Ingrid Betancourt e Juan Carlos Lecompte: amor interrompido pelo terrorismo

Movido a esperança, o marido da refém Ingrid Betancourt dedica sua vida à libertação e à possibilidade de reencontro com sua amada

Lúcia Barros e Isis Almeida | Foto, Reuters

23 de fevereiro de 2002

As Forças Armadas Revolucionárias da Colômbia seqüestram a jornalista e senadora franco-colombiana Ingrid Betancourt, 40 anos na época, candidata à presidência do país.

 

Abril de 2008

O publicitário Juan Carlos Lecompte, 49 anos, está em sua casa em Bogotá aguardando notícias da missão francesa que entrou na selva para contatar a refém. Em sua porta, mais de 50 jornalistas acompanham o drama. Por telefone, ele fala a CLAUDIA.


Ingrid Betancourt"Desde que Ingrid foi seqüestrada, vivo para lutar por sua libertação. Eu, que antes trabalhava como publicitário e não me interessava por política, hoje sou membro do partido Oxígeno Verde, fundado por ela em 1998. Cheguei até a concorrer a deputado em 2006 na esperança de ajudá-la, mas percebi que foi um erro, não sou bom político.

A política sempre foi a paixão de Ingrid. Quando nos conhecemos, durante um passeio a cavalo na fazenda de um amigo, em 1994, ela acabara de ser eleita deputada. Ao vê-la pela primeira vez, me impressionou sua beleza. Perguntei a meu amigo quem era ela. Descobrir seu status político me desanimou. Afinal, o que iria fazer com uma namorada deputada? Mesmo assim, resolvi investir e pedi a meu amigo que me convidasse para as cavalgadas sempre que ela fosse. 

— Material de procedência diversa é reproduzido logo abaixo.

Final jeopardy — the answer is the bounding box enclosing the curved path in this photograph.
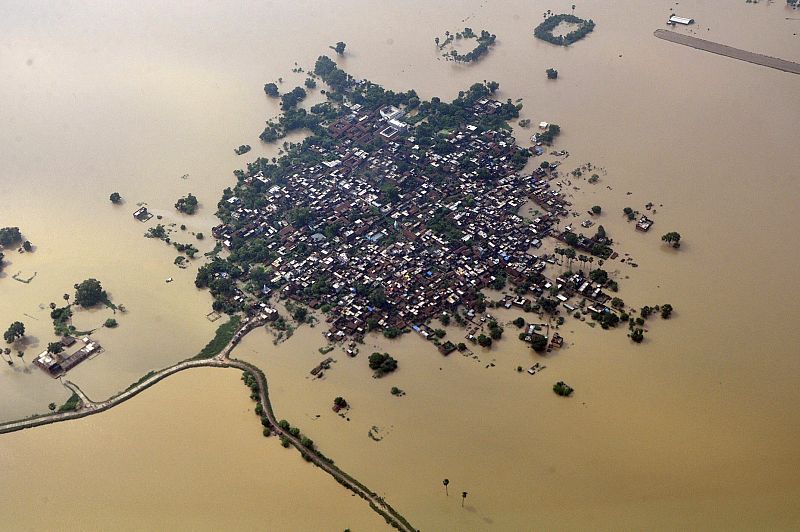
[0,321,416,532]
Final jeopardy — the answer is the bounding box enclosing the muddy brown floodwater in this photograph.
[0,0,800,530]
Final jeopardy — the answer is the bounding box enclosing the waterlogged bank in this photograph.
[0,369,391,530]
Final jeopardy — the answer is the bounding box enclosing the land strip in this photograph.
[0,320,416,532]
[653,30,800,74]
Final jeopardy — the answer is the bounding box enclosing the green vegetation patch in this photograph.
[58,392,81,412]
[434,28,497,63]
[553,381,575,397]
[533,14,594,46]
[194,316,241,360]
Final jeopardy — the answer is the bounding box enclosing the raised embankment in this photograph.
[653,30,800,74]
[0,321,416,532]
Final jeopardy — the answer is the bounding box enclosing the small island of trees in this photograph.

Além de linda, Ingrid me chamou a atenção pela forma como tratava as pessoas. Quando fazíamos paradas durante os passeios, ela conversava com o povo local, diferentemente da maioria do grupo. Isso me impressionou. Ela era a mesma, não importava com quem lidasse.

Nosso primeiro contato se deu lá pela quinta ou sexta vez em que cavalgávamos. Ao final do dia, ofereci carona a Ingrid e convidei-a para tomar um café. Fomos para o café Ona e ali, naquele momento, nossa relação começou.